It started with quiet evenings on the Gettysburg battlefield.

Some places in America never quite fall silent.

Years ago, when I was in the service, I often traveled back and forth to Washington, D.C. on temporary duty. On several of those trips I found myself stopping in Gettysburg. Eventually I began staying at the Doubleday Inn, right there on the battlefield itself.

In the mornings I would drive from that quiet, rolling ground into Washington. But every evening I returned to the fields.

Gettysburg is not a loud place. It is wide and still. The wind moves through the grass, and the monuments stand like quiet witnesses. Walking those fields, it’s impossible not to feel that something happened there that still echoes.

You start to imagine the letters that were written.
The letters that were never sent.
The men who never returned to read them.

Those impressions stayed with me.

Years later, while working in software development, I had the opportunity to attend a Windows World competition in Atlanta hosted by Bill Gates and Microsoft. Atlanta itself carries its own deep Civil War memory. Even driving along the freeways, you notice something unusual: nearly every exit seems to bear the name of a battlefield.

Kennesaw.
Marietta.
Resaca.
Chickamauga.

The war is still written across the landscape.
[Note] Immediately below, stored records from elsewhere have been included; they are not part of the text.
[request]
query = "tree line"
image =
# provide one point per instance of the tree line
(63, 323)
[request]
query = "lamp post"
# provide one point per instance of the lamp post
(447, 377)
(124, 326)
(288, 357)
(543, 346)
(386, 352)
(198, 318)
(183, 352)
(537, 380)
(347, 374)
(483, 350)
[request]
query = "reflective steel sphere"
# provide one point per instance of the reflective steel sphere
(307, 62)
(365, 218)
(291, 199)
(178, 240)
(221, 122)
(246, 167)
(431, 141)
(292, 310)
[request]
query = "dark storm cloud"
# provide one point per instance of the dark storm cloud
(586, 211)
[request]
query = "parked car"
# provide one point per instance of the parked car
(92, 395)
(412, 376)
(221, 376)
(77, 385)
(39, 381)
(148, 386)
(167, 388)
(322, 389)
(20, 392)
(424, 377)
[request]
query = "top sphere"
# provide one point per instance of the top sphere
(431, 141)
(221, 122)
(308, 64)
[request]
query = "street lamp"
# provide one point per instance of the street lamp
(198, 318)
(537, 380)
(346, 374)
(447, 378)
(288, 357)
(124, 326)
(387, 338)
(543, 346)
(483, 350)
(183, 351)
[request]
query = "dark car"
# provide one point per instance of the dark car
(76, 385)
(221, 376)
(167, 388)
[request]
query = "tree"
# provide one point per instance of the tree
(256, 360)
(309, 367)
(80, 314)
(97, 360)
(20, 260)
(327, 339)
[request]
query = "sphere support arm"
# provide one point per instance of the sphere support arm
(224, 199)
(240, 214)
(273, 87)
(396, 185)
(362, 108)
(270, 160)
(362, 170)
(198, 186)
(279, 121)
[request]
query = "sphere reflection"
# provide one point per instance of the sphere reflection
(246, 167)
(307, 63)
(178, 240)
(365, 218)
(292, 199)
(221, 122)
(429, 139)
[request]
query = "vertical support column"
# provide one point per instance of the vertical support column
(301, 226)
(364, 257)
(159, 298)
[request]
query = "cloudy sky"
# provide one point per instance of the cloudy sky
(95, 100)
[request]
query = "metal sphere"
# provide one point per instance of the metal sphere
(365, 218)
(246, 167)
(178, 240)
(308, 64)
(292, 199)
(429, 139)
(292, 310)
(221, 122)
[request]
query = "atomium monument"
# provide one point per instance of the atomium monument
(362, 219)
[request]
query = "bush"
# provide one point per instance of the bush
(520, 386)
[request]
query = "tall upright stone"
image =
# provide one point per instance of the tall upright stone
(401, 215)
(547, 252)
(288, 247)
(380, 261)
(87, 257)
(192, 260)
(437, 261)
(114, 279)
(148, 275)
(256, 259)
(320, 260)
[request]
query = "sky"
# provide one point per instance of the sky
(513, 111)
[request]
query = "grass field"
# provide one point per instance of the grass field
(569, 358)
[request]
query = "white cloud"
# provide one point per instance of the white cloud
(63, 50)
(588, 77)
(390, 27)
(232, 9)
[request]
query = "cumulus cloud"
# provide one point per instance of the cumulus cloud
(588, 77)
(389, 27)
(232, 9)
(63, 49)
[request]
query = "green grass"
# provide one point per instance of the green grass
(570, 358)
What struck me most wasn’t politics or strategy—it was the feeling that the stories had never quite left. The Civil War wasn’t just something in a history book. It lived on in the places, the names, and the quiet sentiment that still lingers in those hills and towns.

That realization planted a seed.

As a songwriter working primarily in Americana and country storytelling, I began wondering what it would sound like to explore those memories through music—not as a history lesson, but as human stories.

Not the battles themselves.

But the moments around them.

A widow standing beside Antietam Creek.
A soldier saved by a coin in his vest.
The strange glow of wounded men at Shiloh.
The quiet morning at Appomattox when the war finally ended.

Those reflections eventually became my album Ashes and Letters.

The songs try to capture the highs and lows, the bravery and sorrow, and the deep sentimental currents that still run through the American Civil War. Each track is written from a personal perspective—soldiers, witnesses, survivors—imagined voices drawn from the emotional truth of that era.

I wanted the music to feel like something remembered rather than something explained.

A story carried on the wind.

A letter folded in a coat pocket.

A quiet field where the past still whispers.

Ahes and Letters has now grown into the beginning of a larger series of Civil War–inspired albums, each exploring different voices and moments from that time. These songs are not meant to glorify war, but to remember the humanity inside it—the courage, the heartbreak, and the long shadow it left across the American landscape.

The album is now available on all major streaming platforms, and you can also listen on Bandcamp here:

https://bill-leyden.bandcamp.com/album/ashes-and-letters

If you ever find yourself walking through Gettysburg, or driving past one of those old battlefield names along a Georgia highway, you may feel what I felt—that history in this country is not as distant as we sometimes think.

Sometimes it is only waiting for someone to listen.